Die Etappe ist recht kurz. Das schenkte mir Zeit in Piacenza. Lag Calendasco noch vor den Toren der Stadt auf dem Land, so ändert sich der Weg jetzt zusehends. Es geht an Industrien vorbei und auf dem Gehweg durch die Vororte bis in die mittelalterliche Stadt mit ihrem romanischen Dom, in dem ich lange verweile.

Ein Impuls

Piacenza war ein Freiraum – Tag. Solche Tage zu finden ist nicht immer leicht, beim Pilgern nicht und im Alltag auch nicht. Hier wie dort will man ja irgendwo ankommen. Doch geht es manchmal schneller, wenn es langsamer geht. Dann nehme ich mehr wahr und intensiver. Es hilft, mehr bei sich zu sein, um dann wieder aufzubrechen. Es muss nicht ein ganzer Tag sein, doch ein bisschen Zeit findet sich, um da zu sein. Madeleine Delbrêl nennt das den „Zeitstaub zusammenkehren.“ Für sie ist es ein Gebet, das den Tag durchzieht und Struktur gibt.
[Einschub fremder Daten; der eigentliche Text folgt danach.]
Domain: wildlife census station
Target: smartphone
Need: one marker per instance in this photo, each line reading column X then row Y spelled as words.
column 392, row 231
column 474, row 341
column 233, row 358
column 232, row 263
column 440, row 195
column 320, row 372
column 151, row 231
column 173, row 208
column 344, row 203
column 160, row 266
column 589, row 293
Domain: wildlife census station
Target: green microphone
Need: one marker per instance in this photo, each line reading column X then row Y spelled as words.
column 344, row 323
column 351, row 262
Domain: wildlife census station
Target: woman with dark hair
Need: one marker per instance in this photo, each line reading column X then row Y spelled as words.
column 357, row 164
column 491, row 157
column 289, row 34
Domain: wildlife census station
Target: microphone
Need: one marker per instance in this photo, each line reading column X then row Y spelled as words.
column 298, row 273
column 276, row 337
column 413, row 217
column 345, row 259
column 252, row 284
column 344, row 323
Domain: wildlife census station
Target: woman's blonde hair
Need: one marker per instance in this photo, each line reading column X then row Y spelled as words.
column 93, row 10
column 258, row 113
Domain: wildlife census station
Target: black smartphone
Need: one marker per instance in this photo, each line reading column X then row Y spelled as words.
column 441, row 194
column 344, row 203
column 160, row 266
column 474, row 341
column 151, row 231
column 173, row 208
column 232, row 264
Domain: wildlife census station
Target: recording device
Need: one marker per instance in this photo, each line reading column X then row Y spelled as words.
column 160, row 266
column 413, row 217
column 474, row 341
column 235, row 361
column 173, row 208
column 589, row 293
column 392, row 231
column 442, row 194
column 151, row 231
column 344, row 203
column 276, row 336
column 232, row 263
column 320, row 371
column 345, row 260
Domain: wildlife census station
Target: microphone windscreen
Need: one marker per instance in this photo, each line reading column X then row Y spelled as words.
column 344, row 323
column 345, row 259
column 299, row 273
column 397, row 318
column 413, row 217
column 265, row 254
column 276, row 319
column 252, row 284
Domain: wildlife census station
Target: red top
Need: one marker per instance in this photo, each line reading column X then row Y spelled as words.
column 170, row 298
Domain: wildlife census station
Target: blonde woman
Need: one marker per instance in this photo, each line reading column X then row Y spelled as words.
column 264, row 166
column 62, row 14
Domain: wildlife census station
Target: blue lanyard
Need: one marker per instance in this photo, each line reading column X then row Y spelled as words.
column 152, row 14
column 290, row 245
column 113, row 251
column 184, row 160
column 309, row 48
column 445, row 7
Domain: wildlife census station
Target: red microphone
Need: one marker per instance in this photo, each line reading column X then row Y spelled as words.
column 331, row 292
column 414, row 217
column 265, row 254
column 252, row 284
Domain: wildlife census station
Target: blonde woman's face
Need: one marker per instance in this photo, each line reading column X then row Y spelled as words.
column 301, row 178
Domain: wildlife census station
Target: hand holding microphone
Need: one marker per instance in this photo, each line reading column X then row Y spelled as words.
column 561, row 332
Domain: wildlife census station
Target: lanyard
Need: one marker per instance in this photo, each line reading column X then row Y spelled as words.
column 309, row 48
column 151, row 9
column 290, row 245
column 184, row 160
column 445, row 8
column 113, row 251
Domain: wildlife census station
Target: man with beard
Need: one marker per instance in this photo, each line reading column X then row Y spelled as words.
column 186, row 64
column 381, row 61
Verweilen in der Gegenwart

Pilgern braucht gute Orte: Für ein paar Minuten sich bequem setzen. Den Atem wahrnehmen und die Gedanken ziehen lassen. Sich vom Atem in die Körpermitte einladen lassen. Vielleicht ist es dort ganz angenehm? Oder an einer anderen Stelle? Ein guter Ort kann sich zeigen, manchmal auch nicht. Es geschehen lassen. Verweilen. Und mit einem guten Atemzug vom Innen ins Außen kommen.

Vielleicht ist dir auch ein anderer Gedanke in den Sinn gekommen. Dann verweile dort.